Petrified Seas
Artist:Yi Xin Tong
Duration:2022.7.09-2022.8.27
Venue:Vanguard Gallery, Rm 204, Bldg. 4A, 50 Moganshan Rd, Shanghai
As the aquanaut stood in front of his audience, he was reminded of the encounter between Marco Polo and Kublai Khan[1], and what it must have been like for the great traveler to convince the emperor with his depiction of imaginable cities. However, the aquanaut had more assurance in himself than Polo, for what he had to present carried more solidity than just prose and verse. Brought with the aquanaut, was the physical evidence of petrified seas.
Petrified Seas: Celestial Body No Problem III (2021)
blue clay bisqueware, epoxy resin, pigment, thread|7 x 7 x 6 inches|2021
The aquanaut’s specimens were sculptures made of clay and resin, which mirrored the perpetual geological procedures and was analogous to fossilized sediment and solidified water. Preserved in the specimens, there were natural objects, organics, artefacts and graphic evidence, exemplified by celestial bodies, totem-like prehistoric animals and a mini sketch of fishery.
The sculptures rendered our gaze as one that was akin to God, for not only everything they immortalized could fit in the palm of a hand, but also they erased the linearity of time and packed items hundreds of millions of years apart into a shared moment. They raised questions of how human experience time and how we bestow value upon things beyond even our ancestor’s existence. In this sense, they were nihilistic tokens offered to the definitiveness of the known world, and monuments of the infinite possibilities of natural history.

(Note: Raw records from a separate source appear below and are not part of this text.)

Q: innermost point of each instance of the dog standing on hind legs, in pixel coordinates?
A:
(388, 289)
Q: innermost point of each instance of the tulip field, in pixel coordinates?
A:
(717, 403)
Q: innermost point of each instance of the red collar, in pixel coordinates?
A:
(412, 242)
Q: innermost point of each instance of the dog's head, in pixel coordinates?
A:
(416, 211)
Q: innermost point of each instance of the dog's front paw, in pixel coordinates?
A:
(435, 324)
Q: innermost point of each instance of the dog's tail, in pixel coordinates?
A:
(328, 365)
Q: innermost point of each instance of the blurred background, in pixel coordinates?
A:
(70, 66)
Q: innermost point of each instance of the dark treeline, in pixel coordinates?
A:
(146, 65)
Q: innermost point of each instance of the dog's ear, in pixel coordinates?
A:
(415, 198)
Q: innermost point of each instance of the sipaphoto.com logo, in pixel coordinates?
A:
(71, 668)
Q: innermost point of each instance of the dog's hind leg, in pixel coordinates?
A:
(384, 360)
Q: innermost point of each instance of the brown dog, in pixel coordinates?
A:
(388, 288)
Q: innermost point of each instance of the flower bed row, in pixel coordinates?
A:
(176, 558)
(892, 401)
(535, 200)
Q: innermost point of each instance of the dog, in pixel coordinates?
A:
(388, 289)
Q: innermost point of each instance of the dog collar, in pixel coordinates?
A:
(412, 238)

[1] Italo Calvino, Invisible Cities, 1972
Text/ Li Qi
Petrified Seas: External Bones (2021)
unfired porcelain, blue clay bisqueware, epoxy resin, pigment|14 x 9 x 2.5 inches
INSTALLATION VIEW
DOWNLOAD PDF:Yi Xin Tong Works Info – Vanguard Gallery
ABOUT THE ARTIST | YI XI TONG
Born on Mount Lu, Yi Xin Tong studied geology at China University of Geosciences in Beijing and received his BFA in Visual Art from Simon Fraser University and MFA in Studio Art from New York University. He creates objects, moving images, and sound to understand himself, to study human culture’s dynamic relationship with nature, and with a wry sense of humor, to intervene in societal beliefs in value, decency, and rationality.